Liquiditätskredit bei der KfW: Zinsen & Konditionen [09/2026]
Wer Liquidität über KfW-Programme sichern will, stößt schnell auf ein Geflecht aus Produktnummern, Verwendungsgrenzen und Bonitätsklassen. Dr. Furch ordnet die relevanten Programme ein und zeigt, worauf es beim Antrag wirklich ankommt.

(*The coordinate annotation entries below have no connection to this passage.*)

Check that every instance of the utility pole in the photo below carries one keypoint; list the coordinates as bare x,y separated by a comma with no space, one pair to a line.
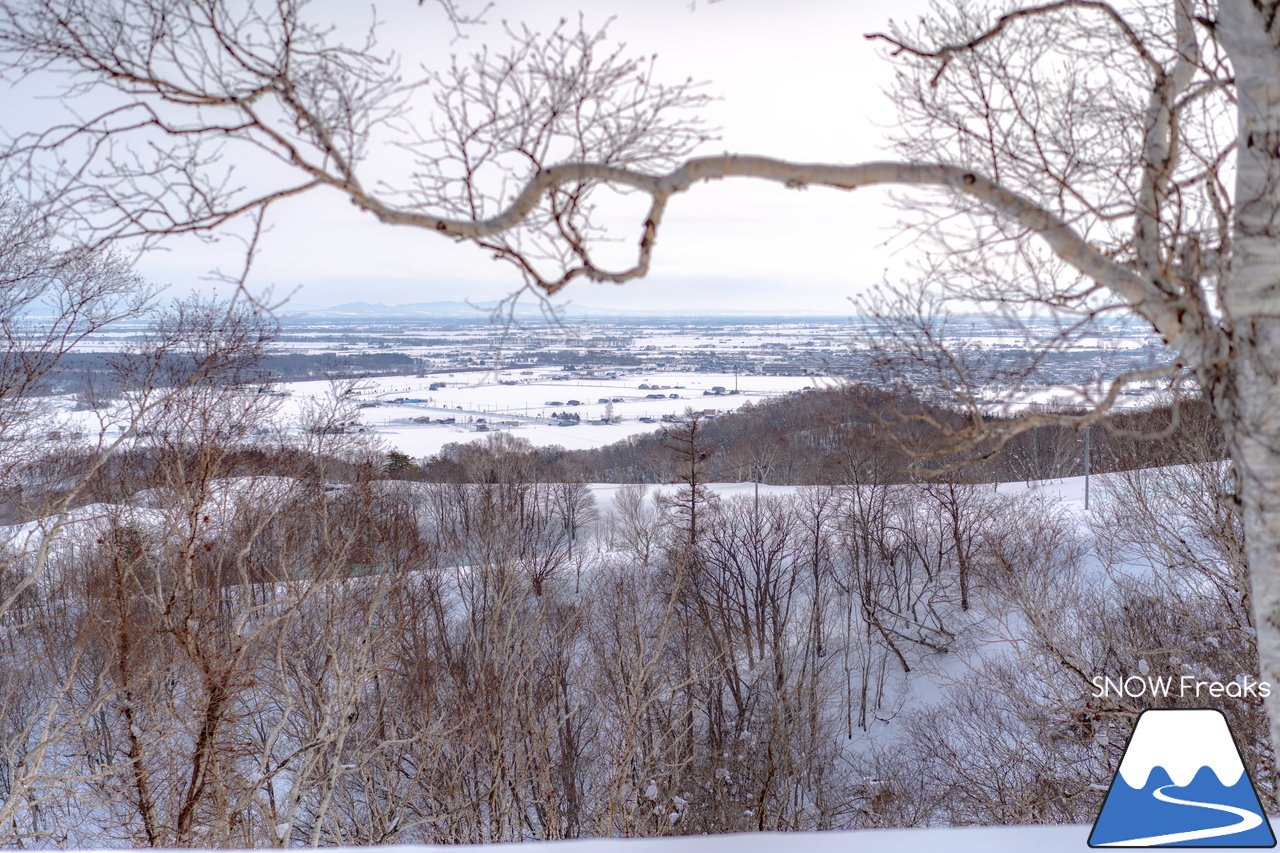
758,471
1087,460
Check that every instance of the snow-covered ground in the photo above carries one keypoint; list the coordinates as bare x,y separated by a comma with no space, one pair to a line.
976,839
481,402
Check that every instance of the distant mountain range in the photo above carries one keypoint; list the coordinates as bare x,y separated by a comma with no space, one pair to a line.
524,310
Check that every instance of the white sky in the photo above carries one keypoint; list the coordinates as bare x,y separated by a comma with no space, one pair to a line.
795,80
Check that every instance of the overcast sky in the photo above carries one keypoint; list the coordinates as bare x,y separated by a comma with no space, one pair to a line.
794,80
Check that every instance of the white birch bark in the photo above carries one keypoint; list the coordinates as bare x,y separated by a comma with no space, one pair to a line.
1244,387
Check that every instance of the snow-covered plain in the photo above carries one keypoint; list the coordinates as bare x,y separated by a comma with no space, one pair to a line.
970,839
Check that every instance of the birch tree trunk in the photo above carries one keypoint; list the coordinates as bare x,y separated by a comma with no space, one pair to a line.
1243,384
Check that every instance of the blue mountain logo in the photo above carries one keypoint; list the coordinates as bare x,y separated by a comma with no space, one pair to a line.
1182,783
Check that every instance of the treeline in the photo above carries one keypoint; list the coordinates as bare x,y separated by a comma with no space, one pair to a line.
100,377
856,434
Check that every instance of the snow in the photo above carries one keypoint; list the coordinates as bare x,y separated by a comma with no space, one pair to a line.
970,839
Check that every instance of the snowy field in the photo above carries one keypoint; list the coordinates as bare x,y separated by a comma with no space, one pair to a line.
403,413
983,839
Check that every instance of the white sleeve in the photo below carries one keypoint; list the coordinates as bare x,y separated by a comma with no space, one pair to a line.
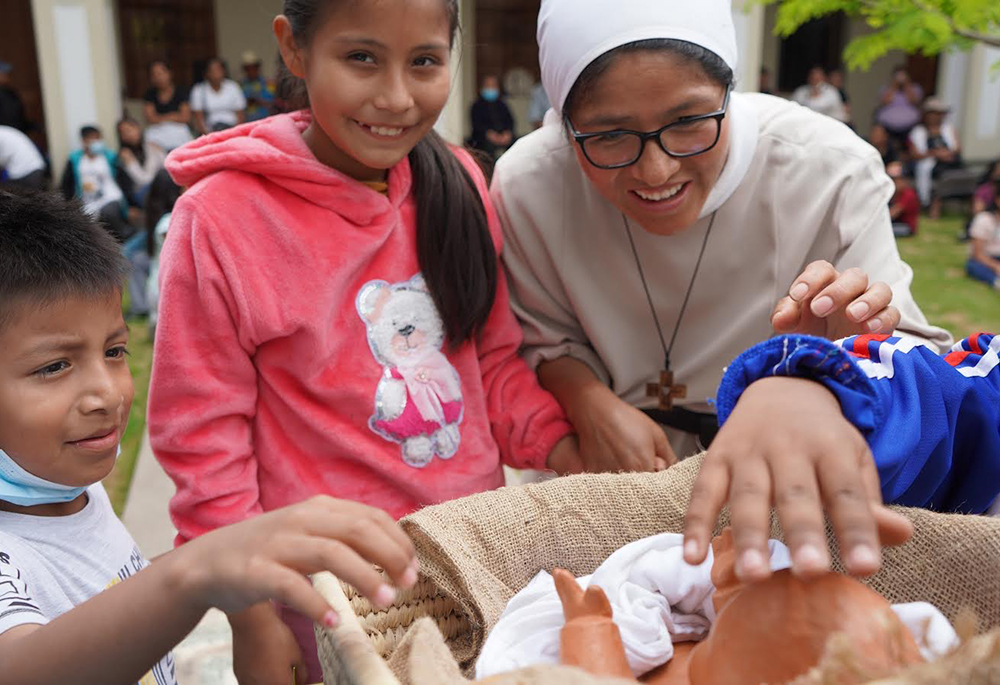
17,604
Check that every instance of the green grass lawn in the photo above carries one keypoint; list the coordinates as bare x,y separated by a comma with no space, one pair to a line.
141,360
949,298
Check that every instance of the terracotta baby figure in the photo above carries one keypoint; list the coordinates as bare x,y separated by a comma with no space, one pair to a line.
772,631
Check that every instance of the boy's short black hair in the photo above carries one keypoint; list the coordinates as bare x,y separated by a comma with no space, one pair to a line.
50,249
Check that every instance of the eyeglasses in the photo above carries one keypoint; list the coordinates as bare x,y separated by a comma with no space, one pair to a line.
686,137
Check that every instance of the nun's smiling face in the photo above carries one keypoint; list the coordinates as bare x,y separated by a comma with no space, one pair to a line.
644,91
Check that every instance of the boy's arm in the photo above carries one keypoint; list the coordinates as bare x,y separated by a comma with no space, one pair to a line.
118,635
932,421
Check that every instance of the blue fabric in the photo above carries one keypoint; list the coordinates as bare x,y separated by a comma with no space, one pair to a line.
932,421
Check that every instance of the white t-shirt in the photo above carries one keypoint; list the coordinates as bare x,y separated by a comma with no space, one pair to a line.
18,155
220,106
97,183
50,564
986,227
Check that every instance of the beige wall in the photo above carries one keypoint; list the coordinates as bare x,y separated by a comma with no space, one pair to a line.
67,104
246,25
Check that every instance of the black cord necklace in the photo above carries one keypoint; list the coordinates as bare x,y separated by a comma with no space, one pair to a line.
665,390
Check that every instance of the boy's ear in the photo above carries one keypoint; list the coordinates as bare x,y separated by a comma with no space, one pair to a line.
291,53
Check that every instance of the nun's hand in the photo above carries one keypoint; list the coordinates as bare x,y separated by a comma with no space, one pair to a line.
833,305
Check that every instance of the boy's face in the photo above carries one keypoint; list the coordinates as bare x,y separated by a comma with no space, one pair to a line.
65,388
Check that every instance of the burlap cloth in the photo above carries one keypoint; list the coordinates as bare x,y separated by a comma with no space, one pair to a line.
481,550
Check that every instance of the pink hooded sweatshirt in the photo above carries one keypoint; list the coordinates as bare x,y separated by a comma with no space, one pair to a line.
298,351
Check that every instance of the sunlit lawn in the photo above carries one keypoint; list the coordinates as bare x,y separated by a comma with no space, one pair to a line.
949,298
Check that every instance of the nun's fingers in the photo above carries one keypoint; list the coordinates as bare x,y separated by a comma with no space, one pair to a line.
800,511
750,507
707,497
846,495
835,297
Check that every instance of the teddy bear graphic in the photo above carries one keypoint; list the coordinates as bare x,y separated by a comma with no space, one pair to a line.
418,401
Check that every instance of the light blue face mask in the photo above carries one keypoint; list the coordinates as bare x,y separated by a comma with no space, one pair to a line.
24,489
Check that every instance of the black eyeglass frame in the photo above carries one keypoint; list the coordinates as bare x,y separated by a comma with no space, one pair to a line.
718,115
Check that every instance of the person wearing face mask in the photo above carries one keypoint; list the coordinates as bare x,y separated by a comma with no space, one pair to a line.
492,122
660,222
94,176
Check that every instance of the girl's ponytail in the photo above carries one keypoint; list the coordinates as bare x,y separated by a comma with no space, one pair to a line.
454,246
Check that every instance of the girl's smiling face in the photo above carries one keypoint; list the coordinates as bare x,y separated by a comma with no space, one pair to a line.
377,74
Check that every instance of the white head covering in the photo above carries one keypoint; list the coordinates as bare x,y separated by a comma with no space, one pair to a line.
573,33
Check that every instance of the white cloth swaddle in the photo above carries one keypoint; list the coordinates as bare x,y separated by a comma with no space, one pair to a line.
656,599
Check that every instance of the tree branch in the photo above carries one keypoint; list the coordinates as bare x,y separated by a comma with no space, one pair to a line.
965,33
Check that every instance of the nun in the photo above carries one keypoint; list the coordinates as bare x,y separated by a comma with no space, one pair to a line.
659,223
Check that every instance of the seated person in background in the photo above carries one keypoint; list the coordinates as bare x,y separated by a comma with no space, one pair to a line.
79,603
820,96
168,113
885,144
984,233
492,122
217,102
904,207
985,193
20,161
810,424
934,146
258,91
139,158
90,175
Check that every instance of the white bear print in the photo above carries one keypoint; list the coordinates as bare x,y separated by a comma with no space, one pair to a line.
418,401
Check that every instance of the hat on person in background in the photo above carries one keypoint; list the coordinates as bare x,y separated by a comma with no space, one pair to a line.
933,104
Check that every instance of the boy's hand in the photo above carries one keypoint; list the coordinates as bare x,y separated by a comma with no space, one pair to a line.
265,650
268,557
833,305
788,443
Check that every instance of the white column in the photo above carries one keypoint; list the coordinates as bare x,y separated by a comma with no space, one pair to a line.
78,64
748,19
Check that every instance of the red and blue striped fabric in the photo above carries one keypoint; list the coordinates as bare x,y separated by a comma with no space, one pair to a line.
932,420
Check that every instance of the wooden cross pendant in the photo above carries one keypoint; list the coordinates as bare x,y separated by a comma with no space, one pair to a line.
665,391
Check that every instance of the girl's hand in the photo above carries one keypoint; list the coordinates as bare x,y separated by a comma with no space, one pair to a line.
265,650
268,557
788,443
833,305
615,436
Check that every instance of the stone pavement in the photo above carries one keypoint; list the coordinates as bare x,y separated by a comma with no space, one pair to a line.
205,657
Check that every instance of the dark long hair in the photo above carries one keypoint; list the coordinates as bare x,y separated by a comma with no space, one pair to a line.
713,65
454,246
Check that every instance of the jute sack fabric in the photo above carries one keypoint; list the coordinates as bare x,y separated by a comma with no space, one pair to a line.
478,551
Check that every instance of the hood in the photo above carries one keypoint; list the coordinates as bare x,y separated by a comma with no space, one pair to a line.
274,149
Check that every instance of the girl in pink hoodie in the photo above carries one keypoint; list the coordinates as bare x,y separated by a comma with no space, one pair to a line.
333,319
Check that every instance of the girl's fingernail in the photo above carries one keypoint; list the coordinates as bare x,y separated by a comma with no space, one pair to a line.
809,558
858,310
385,595
864,556
822,306
751,563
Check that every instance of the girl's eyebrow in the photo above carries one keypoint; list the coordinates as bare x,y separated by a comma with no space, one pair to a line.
371,42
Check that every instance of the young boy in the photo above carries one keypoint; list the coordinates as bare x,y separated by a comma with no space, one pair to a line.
809,423
78,603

Ein Unternehmen braucht Geld, um das Warenlager aufzustocken, eine Kontokorrentlinie abzulösen oder die Debitoren auszuweiten. Keine neue Maschine, kein Gebäude. Genau für diesen Bedarf gibt es im KfW-Fördersystem passende Programme. Das Problem: Die KfW kennt keinen Kredit, der schlicht „Liquiditätskredit“ heißt. Der Begriff beschreibt einen Verwendungszweck, kein Produkt. Wer die falschen Programme anfragt oder den Antrag ohne Vorbereitung stellt, verliert Zeit und Förderchancen.
Die relevanten Programme sind der KfW-Unternehmerkredit (Produktnummern 037 und 047), der ERP-Förderkredit KMU (Produktnummern 365 und 366) sowie der Liquiditätskredit der L-Bank Baden-Württemberg, der über zinsgünstige KfW-Refinanzierungsmittel gespeist wird. Alle drei adressieren Betriebsmittel als eigenständigen Verwendungszweck neben Investitionen.
Was versteht die KfW-Förderung unter einem Liquiditätskredit?
„Liquiditätskredit“ ist kein offizieller Produktname der KfW. In den Merkblättern taucht der Begriff allenfalls als Beschreibung des Verwendungszwecks auf, wenn Betriebsmittel oder Warenlager als förderfähige Kosten aufgelistet werden. Wer nach einem „KfW-Liquiditätskredit“ sucht, muss sich durch mehrere Programme arbeiten und prüfen, welches zum konkreten Bedarf passt.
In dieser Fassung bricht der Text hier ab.